We’ve all been guilty of something before. Whether it’s sin or just a silly mistake, all humans know the feeling of guilt the comes after falling short of the ideal. Sometimes the downward spiral ends at guilt, as we confess our sin to God and those we’ve hurt, in order for restoration and healing to begin.
The problem is that the feeling of guilt often causes us to hide. Hiding makes sure no one knows or sees the guilt. Hiding means we can cover up the guilt enough so after a while we don’t even remember the guilt.
But hiding leads to shame. Shame is different than guilt because it is more than just emotion. Shame is about identity.
Shame is a step worse than guilt because shame is a feeling of who we are, not just what we do. Shame leads to indifference, intolerance, and lack of vulnerability and intimacy as it burrows its way further into our minds.

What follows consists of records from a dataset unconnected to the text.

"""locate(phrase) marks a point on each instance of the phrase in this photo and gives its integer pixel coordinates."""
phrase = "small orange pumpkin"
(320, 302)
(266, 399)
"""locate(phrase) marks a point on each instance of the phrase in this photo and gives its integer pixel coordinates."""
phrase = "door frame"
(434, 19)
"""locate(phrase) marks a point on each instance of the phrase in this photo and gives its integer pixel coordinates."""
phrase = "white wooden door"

Once we enter into the stage of shame it becomes difficult to get out.
Shame is more powerful than pure emotion because it enters into the core of who we are as people. We cannot overlook shame and Satan’s desire to put it at the forefront of our lives. Marilyn Hontz wrote an incredible book on shame and describes shame in a way that captures the depth and breadth of it:
“Shame seeks to paralyze you. Shame cuts you off from truly giving to and receiving from others.”
Our human disposition has us desire the things around us, the things of this world, often more than God. As God makes us aware of the ways we’ve failed we too often let those failures define us, instead of His forgiveness reaching and healing us. Guilt for our failures is not a bad thing if it draws us closer to God, but in my life and the lives around me I see people living in shame due to hiding the guilt.
Shame can overtake lives and become the base identity for people. Shame allows us to be followers of Christ who are defined by sexual sins and relationship mistakes far more than we’re defined by the penetrating love of God.
“Shame is a prevailing sense of worthlessness that leads to the false belief I am what I am. I cannot change. I am hopeless.”
This identity in shame leads to our failure to enjoy relationships with others because we’re either too quick to give all we have to someone (that way they have to accept us) or too closed off to ever let someone in (continuing to hide).
Our only hope for finding our way out of the shame is through God’s love. I get the sense that very few of us have truly experienced God’s love in a way that ultimately changes us. So while we’re defined by shame, the opportunity is out there for us to be defined by God’s love.
Would you agree shame defines much of the millennial generation? If not, what do you think defines us?